Même s’il a été mon premier essai, ce que j’ai fait a immédiatement plu à ma clientèle, et c’est là que j’ai commencé à recevoir des commandes. De base, je voulais faire des bijoux, parce que j’aimais bien en porter. Mais je n’ai pas réussi à en faire. Durant le confinement, j’ai arrêté mon boulot, et j’ai commencé à développer et à apprendre à en fabriquer. Ce n’est qu’en 2022 que j’ai réussi à faire des bijoux avec des pierres. Et c’est à partir de ce moment que j’ai créé ma page Nofy, pour différencier les décorations et les bijoux.

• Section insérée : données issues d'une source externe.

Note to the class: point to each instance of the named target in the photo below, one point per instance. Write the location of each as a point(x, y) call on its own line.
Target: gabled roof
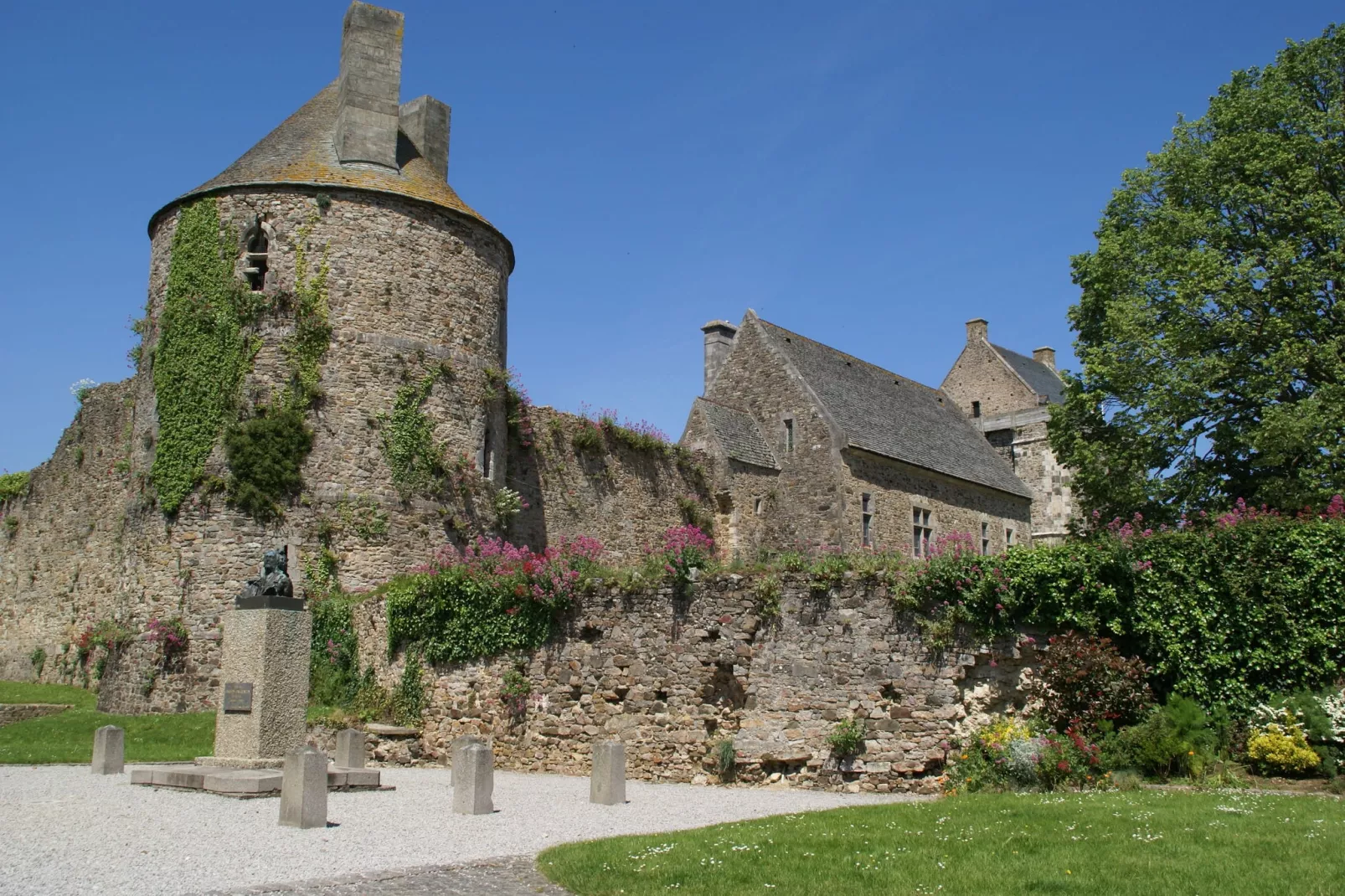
point(892, 416)
point(301, 151)
point(1040, 378)
point(737, 434)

Comment créez-vous les bijoux et décorations ?
Vohitry ny Nofy a commencé avec ce style un peu hippie. Plus tard, j’ai découvert le « bohème », qui est aussi hippie, mais plus classe. Puis, à tout cela s’ajoute ma passion pour le rock : je m’en suis inspirée pour en faire des bijoux, dont celles de la collection « Tandroka ». C’est un mélange de corne, de pierre, et de macramé. À la création de la page, je n’ai pas encore trouvé ma cible, parce que justement, j’aimais ce côté un peu hippie et « dark », alors que les clients et boutiques étaient à la recherche de quelque chose de classe. J’ai arrêté mes activités sur la page Nofy pendant un moment, pour me reconcentrer sur ce que j’aime, et plus tard, j’ai découvert, qu’il y avait des personnes qui appréciaient mes propositions. En général, pour les bijoux, je regarde les photos sur Pinterest pour m’en inspirer. Mais je n’ai jamais réussi à en faire exactement pareil, mes mains ne voulaient pas vraiment me mener vers le modèle. Du coup, je pars de l’idée selon laquelle je veux faire quelque chose de similaire, puis je réarrange avec le matériel que j’ai… et ça donne tout autre chose. J’ai eu un peu moins de difficulté avec les décorations : une fois que j’ai l’idée en tête, avec l’habitude, je ne prends pas trop de temps pour en faire. Les décorations sont toutes personnalisées. J’essaye de ne créer que des modèles uniques pour les bijoux en pierre et en macramé, mais il est possible d’en fabriquer en quantité pour le macramé simplement.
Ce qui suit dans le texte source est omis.